The Fifth Circuit “Slams Shut” Another Attempted Escape Route From Arbitration and Issues Reminder of Key Elements of an Arbitration Clause

Time 4 Minute Read
May 31, 2022
Legal Update

Introduction

 On May 3, 2022, the Fifth Circuit Court of Appeals issued a 2-1 decision in In re A&D Interests, Inc., No. 22-40039 (5th Cir. 2022), reversing the district court’s order to provide notice to potential opt-in plaintiffs of the ongoing Fair Labor Standards Act (FLSA) “collective action.” Because the arbitration agreements between the defendant and each potential opt-in plaintiff required arbitration of “any claim or controversy,” and that “the only parties to the arbitration shall be” the defendant and the individual, the agreements barred participation in the instant FLSA  “collective action” in any event. Thus, ordering notice of the FLSA proceeding to such potential opt-in plaintiffs—who could not actually participate in it, due to their arbitration agreements—was therefore in error.

Background

Defendant A&D Interests operated the “Heartbreakers Gentlemen’s Club” in Dickinson, Texas. Plaintiff filed suit alleging that Defendant had misclassified her and all other dancers as independent contractors, resulting in wages being unlawfully withheld under the FLSA. Three other dancers joined the suit, and plaintiffs moved for the district court to certify the case as an FLSA “collective action,” and to order notice of the case sent to all dancers who had worked at Heartbreakers in the last three years. 

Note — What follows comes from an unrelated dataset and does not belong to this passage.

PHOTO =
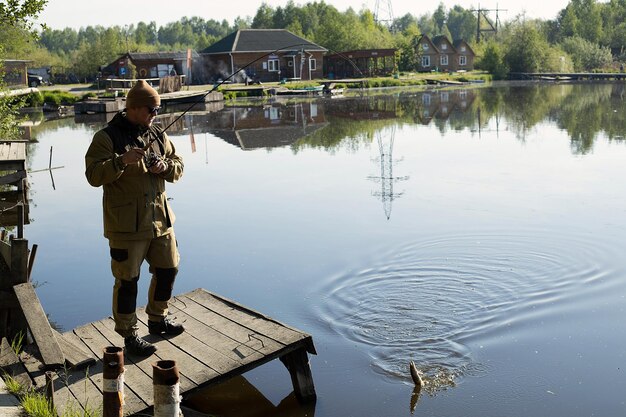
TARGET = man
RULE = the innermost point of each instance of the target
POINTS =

 The district court ultimately granted the motion, ordering notice to potential opt-in plaintiffs. The district court reasoned that while the arbitration agreements signed by the potential opt-in plaintiffs mandated that all claims (including FLSA claims) must be arbitrated, and that no disputes between the parties may be handled by class action lawsuits, this FLSA “collective action” was different because the bar on participating in “class actions” did not expressly bar the potential plaintiffs from participating in “collective actions”. Defendant then filed a petition for mandamus, asking the Fifth Circuit to vacate the district court’s order regarding certification and notice. 

The Fifth Circuit’s Decision

 The Fifth Circuit agreed with Defendant and vacated the order requiring notice to potential opt-in plaintiffs. While the Fifth Circuit agreed that there is difference between a “class action” under Federal Rule of Civil Procedure 23 and a “collective action” under the FLSA, the Court stated that there were still two other provisions of the arbitration agreement that would prohibit each potential opt-in plaintiff from participating in the FLSA collective action. 

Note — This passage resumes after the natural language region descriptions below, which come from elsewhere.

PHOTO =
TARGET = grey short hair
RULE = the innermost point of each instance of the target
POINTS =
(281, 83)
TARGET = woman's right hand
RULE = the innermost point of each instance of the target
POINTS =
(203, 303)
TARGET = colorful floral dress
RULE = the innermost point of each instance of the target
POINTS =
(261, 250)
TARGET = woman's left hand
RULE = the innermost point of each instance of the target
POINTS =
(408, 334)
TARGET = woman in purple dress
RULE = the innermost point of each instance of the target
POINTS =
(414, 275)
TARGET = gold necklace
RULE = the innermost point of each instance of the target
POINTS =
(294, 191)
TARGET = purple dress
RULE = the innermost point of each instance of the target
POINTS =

  • First, the potential opt-in plaintiffs had agreed to arbitrate “any claim or controversy” between themselves and Defendant.
  • Second, they had also agreed that “the only parties to the arbitration shall be” the Defendant and the individual.

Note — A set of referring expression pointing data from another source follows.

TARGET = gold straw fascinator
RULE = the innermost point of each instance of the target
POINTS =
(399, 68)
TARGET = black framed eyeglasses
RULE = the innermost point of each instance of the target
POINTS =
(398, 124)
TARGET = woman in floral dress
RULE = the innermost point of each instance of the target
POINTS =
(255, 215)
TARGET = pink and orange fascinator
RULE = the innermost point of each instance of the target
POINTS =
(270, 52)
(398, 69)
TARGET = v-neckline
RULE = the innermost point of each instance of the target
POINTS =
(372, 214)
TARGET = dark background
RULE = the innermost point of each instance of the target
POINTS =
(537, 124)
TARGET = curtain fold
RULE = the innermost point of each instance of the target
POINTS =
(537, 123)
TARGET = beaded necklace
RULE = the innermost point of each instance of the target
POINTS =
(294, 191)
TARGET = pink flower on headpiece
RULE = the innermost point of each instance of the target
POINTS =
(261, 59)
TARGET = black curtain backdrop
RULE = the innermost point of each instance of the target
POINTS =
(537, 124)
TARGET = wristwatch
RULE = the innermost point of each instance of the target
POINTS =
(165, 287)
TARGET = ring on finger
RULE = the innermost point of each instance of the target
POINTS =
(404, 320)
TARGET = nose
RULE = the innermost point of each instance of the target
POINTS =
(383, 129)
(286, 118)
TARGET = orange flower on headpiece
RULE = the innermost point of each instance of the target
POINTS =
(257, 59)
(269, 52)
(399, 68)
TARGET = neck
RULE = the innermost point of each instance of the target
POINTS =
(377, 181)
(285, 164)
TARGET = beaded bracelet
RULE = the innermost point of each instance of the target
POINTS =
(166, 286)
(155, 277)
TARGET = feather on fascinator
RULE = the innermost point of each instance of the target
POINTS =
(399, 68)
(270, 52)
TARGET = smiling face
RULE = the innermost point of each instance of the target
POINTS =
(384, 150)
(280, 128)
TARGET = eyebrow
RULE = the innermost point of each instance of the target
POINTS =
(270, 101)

Thus, while the arbitration agreement’s additional prohibition on participating in a “class action” would not apply to this “collective action,” the other two provisions still apply. In short, “[e]ven if the third clause left the door open to collective actions, the other two clauses slam that door shut.” The court also noted that the second provision, requiring “one-on-one arbitration” was effective to “rule[] out collective actions, class actions, joinder, and any other similar mechanism for joining multiple parties together.”  

 The Court also addressed the district court’s reasoning that, because parties can waive the right to arbitration, ordering notice to potential opt-in plaintiffs was proper until the point at which Defendant moved to compel arbitration. The Court rejected this argument, stating that the fact that Defendant had not moved to compel arbitration was irrelevant to the issue. Instead, the Court instructed that “a district court’s focus should be on whether those receiving notice will be able to ultimately participate in the collective action.”

Because the arbitration agreement would prevent the potential opt-in plaintiffs from ultimately participating in the FLSA collective action, the Fifth Circuit granted mandamus and overtured the district court’s certification and notice order.

Takeaways

The decision in In re A&D Interests, Inc. has implications beyond the FLSA collective action context. It demonstrates that robust arbitration agreements will be enforced in the Fifth Circuit and that layering multiple broad provisions together can help overcome creative attempts by plaintiffs to manufacture gaps in the scope of the agreement. The Fifth Circuit’s use of forceful language in the opinion (“slams the door shut”) is also a good example of how courts must “rigorously enforce agreements to arbitrate according to their terms,” as instructed by the Supreme Court in Am. Exp. Co. v. Italian Colors Restaurant, 133 S. Ct. 2304, 2309 (2013).